A boring bar is a tool used in metalworking and woodworking. Boring is a technique used in many aspects of building. Woodworkers have used boring as a form of drilling for centuries. In woodworking, the boring tool is static in size and used to form circular plunge cuts. In metalworking, boring is slightly different in that the hole that results need not be circular. In metal boring the tool can be plunged and dragged on the X or Y axes to create a slot or asymmetrical hole or channel, or it may be moved only in an up-and-down motion (on the Z axis) to create a perfect circular hole.

==Components==
Modern boring tools have three primary components although many differing designs. The parts include the body, bar holder and dial screw (graduated micro screw). The body, made of solid stock, has two basic parts. The top part threads or presses into the supporting shank.

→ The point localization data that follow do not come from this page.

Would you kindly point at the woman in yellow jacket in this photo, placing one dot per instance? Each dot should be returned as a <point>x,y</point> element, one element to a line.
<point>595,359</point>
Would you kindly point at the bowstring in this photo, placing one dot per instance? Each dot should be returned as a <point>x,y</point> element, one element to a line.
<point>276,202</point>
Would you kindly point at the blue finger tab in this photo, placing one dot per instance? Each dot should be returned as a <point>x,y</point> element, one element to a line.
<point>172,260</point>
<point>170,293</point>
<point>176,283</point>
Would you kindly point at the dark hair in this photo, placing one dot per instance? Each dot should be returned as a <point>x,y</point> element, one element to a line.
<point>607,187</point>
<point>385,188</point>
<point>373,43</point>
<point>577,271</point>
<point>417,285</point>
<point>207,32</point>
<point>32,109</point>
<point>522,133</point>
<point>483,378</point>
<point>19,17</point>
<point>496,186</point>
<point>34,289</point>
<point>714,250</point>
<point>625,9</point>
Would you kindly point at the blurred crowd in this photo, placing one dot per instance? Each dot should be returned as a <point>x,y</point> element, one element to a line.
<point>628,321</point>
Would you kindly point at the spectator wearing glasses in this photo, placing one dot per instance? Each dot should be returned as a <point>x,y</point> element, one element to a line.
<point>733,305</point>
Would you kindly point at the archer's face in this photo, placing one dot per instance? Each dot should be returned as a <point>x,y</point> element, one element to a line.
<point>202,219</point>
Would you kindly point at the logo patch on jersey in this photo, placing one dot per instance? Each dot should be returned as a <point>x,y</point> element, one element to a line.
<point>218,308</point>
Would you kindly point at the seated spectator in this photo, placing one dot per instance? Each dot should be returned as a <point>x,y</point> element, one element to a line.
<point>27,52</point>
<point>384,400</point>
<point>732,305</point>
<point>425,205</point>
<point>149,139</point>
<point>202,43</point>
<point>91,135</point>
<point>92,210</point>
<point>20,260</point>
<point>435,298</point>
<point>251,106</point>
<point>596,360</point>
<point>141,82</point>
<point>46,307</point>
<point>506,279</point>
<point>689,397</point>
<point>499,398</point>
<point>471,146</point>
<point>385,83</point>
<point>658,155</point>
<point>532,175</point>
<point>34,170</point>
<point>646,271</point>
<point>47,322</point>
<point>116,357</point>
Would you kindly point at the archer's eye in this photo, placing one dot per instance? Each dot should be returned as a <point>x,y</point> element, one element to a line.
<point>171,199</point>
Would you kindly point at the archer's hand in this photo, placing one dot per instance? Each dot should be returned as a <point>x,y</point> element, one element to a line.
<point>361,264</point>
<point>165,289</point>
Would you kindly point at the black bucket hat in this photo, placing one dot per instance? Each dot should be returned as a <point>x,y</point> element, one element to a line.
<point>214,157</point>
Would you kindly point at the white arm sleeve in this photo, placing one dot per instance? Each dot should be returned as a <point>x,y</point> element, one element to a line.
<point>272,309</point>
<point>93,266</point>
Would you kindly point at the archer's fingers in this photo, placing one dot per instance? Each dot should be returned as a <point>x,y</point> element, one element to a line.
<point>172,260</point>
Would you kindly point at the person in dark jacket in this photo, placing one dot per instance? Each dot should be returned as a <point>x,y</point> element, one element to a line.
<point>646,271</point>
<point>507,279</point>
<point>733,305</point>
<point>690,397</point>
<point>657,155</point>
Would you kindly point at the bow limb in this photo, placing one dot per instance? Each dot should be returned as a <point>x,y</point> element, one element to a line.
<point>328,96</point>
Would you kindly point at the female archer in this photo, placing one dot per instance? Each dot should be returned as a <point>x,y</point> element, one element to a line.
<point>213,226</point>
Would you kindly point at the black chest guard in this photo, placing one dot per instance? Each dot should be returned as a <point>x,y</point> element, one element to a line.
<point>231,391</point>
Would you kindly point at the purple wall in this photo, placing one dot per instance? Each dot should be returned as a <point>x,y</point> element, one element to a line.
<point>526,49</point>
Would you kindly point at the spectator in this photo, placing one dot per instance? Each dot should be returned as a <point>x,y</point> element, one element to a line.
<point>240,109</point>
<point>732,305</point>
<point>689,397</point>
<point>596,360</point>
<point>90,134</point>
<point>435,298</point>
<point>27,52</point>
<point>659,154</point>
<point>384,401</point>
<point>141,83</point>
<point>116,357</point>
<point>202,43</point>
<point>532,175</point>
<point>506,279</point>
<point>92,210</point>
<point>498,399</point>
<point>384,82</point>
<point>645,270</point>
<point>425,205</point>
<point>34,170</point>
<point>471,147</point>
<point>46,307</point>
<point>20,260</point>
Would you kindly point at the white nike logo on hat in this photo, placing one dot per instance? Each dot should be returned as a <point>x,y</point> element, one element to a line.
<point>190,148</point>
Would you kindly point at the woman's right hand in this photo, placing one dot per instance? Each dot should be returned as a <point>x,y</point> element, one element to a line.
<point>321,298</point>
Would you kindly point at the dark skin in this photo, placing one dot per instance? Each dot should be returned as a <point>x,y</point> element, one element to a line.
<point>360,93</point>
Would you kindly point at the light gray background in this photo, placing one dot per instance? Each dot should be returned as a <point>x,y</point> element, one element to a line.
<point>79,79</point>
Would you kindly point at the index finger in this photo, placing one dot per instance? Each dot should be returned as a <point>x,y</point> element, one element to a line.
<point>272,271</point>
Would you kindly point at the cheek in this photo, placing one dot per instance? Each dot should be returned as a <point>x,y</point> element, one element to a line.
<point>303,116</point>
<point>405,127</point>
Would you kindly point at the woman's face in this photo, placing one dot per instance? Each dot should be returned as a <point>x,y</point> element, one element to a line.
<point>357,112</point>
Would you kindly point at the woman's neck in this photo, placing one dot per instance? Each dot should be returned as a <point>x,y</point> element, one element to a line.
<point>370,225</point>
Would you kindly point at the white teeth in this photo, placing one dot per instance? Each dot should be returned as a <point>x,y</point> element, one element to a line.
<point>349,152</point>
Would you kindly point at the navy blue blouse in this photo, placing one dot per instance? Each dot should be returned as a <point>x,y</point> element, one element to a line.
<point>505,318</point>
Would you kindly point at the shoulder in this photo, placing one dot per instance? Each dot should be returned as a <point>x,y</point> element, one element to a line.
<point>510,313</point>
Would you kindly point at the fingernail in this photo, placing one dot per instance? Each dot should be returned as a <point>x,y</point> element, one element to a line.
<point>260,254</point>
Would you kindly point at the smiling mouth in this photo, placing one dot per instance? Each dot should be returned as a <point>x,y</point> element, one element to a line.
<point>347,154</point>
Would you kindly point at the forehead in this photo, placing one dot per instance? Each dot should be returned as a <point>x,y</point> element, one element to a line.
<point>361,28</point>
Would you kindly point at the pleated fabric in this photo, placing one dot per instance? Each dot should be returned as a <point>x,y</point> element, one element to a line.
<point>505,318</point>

The lower part (bar holder) is connected via dovetail, T-slots or a smooth notch with an adjustment for bore diameter via the dial screw. As the dial screw is adjusted, the cutting bit/s are moved further out, creating a larger cut. This also can create some slight distortion if the cutting tool is moved further than the boring head is designed to support, if there is undue wear in the bearings supporting the tool or if the tool speed is too great for the off-balance effect caused by moving the tool too far from center. This is called unbalanced gyroscope precession. Once the dial screw has been adjusted to give the proper cut a set screw is generally used to prevent any additional movement of the cutting head. The third basic part is the boring tool. Boring tools can be mounted vertically or horizontally in many boring head designs.

==Boring machines==
Boring can be done on mills, lathes or drill press machines, either with a boring head or with just a boring tool. The shorter the distance between the tool holder and the material, the less distortion created from vibration or unbalanced gyroscopic effects. The greater the distance (static or dynamic mounts) the more flex in the tool or an increase in the imbalance of a moving tool. Use of a boring head increases the mass of the tool holder and decreases the distance. If a vibration is created it will be at a higher frequency and the deflection of the tool from the desired path will be much smaller and easier to erase through repetitive tool passes. In the case of a dynamic tool (mill or press), the balance of the tool can be adjusted with counterweights if the tool is mounted perpendicular to the shaft or the tool length can be decreased.